Karyotype test on amniotic fluid
This is a complete study that includes an amniocentesis and genetic testing. The patient is seen by a geneticist who prepares their medical report, gives them a detailed explanation of the test that is going to be carried out, the advantages and the disadvantages of such and provides them with genetic counselling whenever necessary.
This test can also prevent any mother-fetus Rh blood type incompatibility problems.
The radiologist team carries out the amniocentesis and after the genetic testing when the whole procedure is complete; the patient is given the results.
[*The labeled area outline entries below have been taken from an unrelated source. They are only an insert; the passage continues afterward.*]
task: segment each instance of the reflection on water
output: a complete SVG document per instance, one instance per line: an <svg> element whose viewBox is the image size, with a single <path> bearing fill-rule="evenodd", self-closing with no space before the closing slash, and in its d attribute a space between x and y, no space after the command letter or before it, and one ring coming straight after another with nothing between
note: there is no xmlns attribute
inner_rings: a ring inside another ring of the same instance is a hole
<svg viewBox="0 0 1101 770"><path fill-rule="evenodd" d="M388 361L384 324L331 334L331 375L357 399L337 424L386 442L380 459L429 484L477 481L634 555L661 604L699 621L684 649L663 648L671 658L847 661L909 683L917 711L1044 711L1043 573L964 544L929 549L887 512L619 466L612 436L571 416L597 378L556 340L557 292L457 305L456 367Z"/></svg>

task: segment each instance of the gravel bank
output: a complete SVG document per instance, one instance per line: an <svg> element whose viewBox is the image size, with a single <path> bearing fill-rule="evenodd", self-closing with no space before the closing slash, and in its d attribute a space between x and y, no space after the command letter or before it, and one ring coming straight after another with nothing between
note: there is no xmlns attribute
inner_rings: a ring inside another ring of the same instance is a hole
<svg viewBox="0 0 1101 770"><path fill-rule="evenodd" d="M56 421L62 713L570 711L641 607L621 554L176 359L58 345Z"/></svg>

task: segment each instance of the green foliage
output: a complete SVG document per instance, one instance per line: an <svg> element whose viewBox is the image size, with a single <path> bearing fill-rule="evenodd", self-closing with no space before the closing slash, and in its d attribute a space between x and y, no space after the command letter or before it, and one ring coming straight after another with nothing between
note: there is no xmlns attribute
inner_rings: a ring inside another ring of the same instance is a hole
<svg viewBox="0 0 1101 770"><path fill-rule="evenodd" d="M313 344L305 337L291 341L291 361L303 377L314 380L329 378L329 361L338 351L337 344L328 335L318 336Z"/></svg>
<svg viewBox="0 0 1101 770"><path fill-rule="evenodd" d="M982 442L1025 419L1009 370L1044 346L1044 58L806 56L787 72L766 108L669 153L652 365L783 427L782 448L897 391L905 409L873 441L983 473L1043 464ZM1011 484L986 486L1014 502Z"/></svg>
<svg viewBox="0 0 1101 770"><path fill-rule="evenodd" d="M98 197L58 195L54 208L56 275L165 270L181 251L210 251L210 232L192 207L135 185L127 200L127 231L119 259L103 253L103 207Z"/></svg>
The related-miscarriage rate is very low (less than 0.5 %).
In addition to this, we always study the alpha-fetoprotein in the amniotic fluid to make sure there aren’t any neural tube closure defects.
The karyotype test is recommended in the following circumstances:
- Age: Women aged 35 and over
- Other children with chromosomal birth defects
- Chromosome abnormalities in parents
- Family history of a genetic disorder
- Increased risks of neural tube closure defects
- Altered screening
- Molecular diagnosis of monogenic diseases
- Family history of a disorder associated to the X for which there is no specific test
- Other pregnancies achieved with assisted reproductive techniques
Very recently the American Board of Medical Genetics published a document with advice on the prenatal screening for neural tube closure defects and aneuploidies stating that amniocentesis or chorionic villus sampling should still be made available for pregnant women aged 35 and over, as a method used to diagnose aneuploidy.
Chorionic villus sampling for fetal karyotyping
This is similar to the previous test if the material studied comes from a sample of the chorionic villus (placental tissue).
In this case, the karyotyping can be carried out a few weeks earlier than the amniocentesis (weeks 10-12 vs. 15-16), although the rate of related miscarriages after the sample has been obtained is higher (1%); only the extraembryonic material is examined, the AFP is not measured and the confined placental mosaicism can be a problem.
FISH in amniotic fluid
This is a study of the DNA using fluorescent probes (specific or complementary centromeric DNA sequences) and microscopy (Fluorescence In Situ Hybridization), to detect the existence of chromosomes without having to use cell cultures.
The big advantage of the test is that it is quick and results are obtained within 24-36 hours because it can be done without cell cultures, so the parents don’t have so long to wait and worry.
Normally the chromosomes 13, 18, 21, X and Y are studied because alterations to these cause 90% of the aneuploidies.
There are also specific probes that can detect certain mutations that are not captured on the resolution of conventional karyotyping but can be studied with FISH.
Prenatal study of monogenetic alterations
Many hereditary diseases are caused by mutations that occur in a specific gene and this can be passed down from one generation to another.
If the parents are affected by any of these diseases or is a carrier of a gene mutation, the molecular study on this mutation can be carried out on the cells taken from the amniotic fluid which is obtained by means of amniocentesis.